La danse des feux follets

Le sol argileux causa bien des maux aux premiers habitants de la paroisse de Saint-Édouard-de-Lotbinière. Vers l’an 1900, le remplacement de l’église de pierres par une nouvelle et plus vaste église était devenu inévitable. Non seulement la première, construite en 1860, était devenue trop exiguë pour la population en croissance, mais surtout, elle s’enfonçait dans le sol malgré la présence de pilotis. Une église sur pilotis direz-vous ! Eh oui, car elle se situait au cœur d’une dépression de terrain, voisine des eaux dormantes de la rivière Du Bois Clair. De plus, le sol comportait une couche profonde d’argile semi-liquide à moins de deux pieds de la surface. Tous les ingrédients étaient réunis pour donner de bons maux de tête à l’architecte Baillargé !

On s’affaira donc à construire l’église actuelle au même emplacement, mais avec une structure plus légère, en bois. La construction fut terminée en 1901. Malgré cette nouvelle église, la nature du sol n’a pas pour autant cessé de causer des problèmes aux paroissiens, voire à leurs défunts…

S’il faut en croire l’abbé J.-Apollinaire Gingras, curé de Saint-Édouard de 1878 à 1886, l’état marécageux du cimetière était alarmant. Au point tel qu’il craignait qu’au Jugement dernier ses paroissiens ne ressuscitent dans une grenouillère sous les moqueries des autres ressuscités ! « Mais les braves gens de Saint-Édouard, c’étaient donc des wawarons ! » écrivait-il afin d’inciter ses ouailles à faire les travaux d’égouttement nécessaires au cimetière.

Les paroissiens s’exécutèrent en réalisant des travaux importants de drainage.
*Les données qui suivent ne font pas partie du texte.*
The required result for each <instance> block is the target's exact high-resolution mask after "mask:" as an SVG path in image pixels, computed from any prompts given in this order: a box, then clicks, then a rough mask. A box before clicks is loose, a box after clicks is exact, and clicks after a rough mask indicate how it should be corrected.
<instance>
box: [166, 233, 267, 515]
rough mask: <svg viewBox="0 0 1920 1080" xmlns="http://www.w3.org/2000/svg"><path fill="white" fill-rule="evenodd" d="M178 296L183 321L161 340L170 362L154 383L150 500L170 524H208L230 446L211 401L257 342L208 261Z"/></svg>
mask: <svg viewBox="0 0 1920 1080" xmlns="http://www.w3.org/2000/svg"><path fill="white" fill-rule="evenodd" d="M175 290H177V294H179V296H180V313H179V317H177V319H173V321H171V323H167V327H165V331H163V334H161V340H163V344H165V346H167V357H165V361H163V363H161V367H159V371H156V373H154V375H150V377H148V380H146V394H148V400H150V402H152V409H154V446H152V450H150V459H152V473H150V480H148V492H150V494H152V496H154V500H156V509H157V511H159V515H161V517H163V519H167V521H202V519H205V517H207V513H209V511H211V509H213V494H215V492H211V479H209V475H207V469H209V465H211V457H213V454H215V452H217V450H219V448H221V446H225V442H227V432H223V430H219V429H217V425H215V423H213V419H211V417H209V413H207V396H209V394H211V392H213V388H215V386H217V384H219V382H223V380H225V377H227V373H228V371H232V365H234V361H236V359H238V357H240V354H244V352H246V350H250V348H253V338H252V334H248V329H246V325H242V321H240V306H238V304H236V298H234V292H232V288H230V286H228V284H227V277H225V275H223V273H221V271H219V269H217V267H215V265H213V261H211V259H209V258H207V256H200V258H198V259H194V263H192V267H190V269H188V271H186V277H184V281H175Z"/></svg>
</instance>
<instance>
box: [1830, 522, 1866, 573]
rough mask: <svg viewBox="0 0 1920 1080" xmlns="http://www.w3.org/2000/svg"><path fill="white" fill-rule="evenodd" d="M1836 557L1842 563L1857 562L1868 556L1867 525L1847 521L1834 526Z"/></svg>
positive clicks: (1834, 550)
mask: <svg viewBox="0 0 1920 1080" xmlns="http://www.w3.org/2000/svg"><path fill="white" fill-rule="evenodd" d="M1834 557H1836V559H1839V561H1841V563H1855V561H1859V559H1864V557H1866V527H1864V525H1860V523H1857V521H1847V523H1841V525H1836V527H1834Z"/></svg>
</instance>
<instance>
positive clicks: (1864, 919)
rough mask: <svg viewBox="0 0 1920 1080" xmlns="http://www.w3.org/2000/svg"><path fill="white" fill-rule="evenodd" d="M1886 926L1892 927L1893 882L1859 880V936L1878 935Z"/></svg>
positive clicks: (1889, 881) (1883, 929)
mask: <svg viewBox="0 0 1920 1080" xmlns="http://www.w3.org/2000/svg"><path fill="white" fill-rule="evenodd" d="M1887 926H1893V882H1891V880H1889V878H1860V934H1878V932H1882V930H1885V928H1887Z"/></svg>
On creusa des tranchées, posa de la pierre pour permettre à l’eau de s’évacuer. On en profita également pour relever le cimetière au moyen de 2 000 voyages de sable. Il sera relevé à nouveau vers 1920, par l’ajout d’une nouvelle couche de sable.

Malgré ces travaux, à une époque où les pompes n’existaient pas, il n’était pas rare de voir les fosses se remplir d’eau au fur et à mesure qu’on les creusait, surtout au printemps. Lors des inhumations, il fallait alors appuyer sur les cercueils avec des piquets pour les empêcher de flotter pendant qu’on fermait la fosse. Imaginez le spectacle !

Les paroissiens n’étaient toutefois pas au bout de leurs peines, puisqu’on raconte que, le soir venu, dans la noirceur extrême, des lumières d’un autre monde faisaient peu à peu leur apparition. Seulement quelques-unes au départ, puis plus la nuit avançait, plus elles étaient nombreuses. Et alors s’amorçait la danse des feux follets. Ces intrigantes petites lueurs ressemblaient à des boules de feu. Telles de petites flammes, les feux follets vacillaient et dansaient au-dessus du cimetière, chaque nuit des soirs d’été. Leur lueur bleutée, parfois jaunâtre ou vermillon, survolait le sol, illuminant les stèles mortuaires pendant quelques secondes. Plutôt flous, les feux semblaient se reconnaître et s’amusaient entre eux.

Plusieurs villageois étaient si effrayés qu’ils faisaient des détours immenses pour se garder d’apercevoir les lueurs du cimetière. Ce qu’ils ignoraient, c’est que ces envoûtantes lumières s’éloignaient avec une rapidité extraordinaire lorsqu’un hasardeux être vivant osait s’approcher d’elles. Toutefois, les enfants les plus téméraires aimaient bien s’y rendre. En cachette, bien sûr, afin d’éviter une réprimande de leurs parents, mais surtout pour ne pas effrayer les feux follets qui leur offraient alors tout un spectacle de danse.

Les légendes racontent que ces lumières sont les âmes en peine des défunts qui reviennent sur terre et qui tentent d’entrer en contact avec leurs proches… Les scientifiques, quant à eux, expliquent qu’il s’agit de l’émanation de certains gaz qui, au contact de l’air, s’enflamment spontanément. Cela dit, plusieurs sceptiques doutent de cette théorie farfelue. D’aucuns préfèrent penser que les feux follets sont des esprits malins, de minuscules fées ou de petits lutins venus danser le soir venu dans un lieu où les êtres humains sont discrets, attentifs et immobiles.

Source : « Saint-Édouard-de-Lotbinière se raconte » et « Saint-Édouard 1863-1988 ». Histoire romancée par Véronik Desrochers.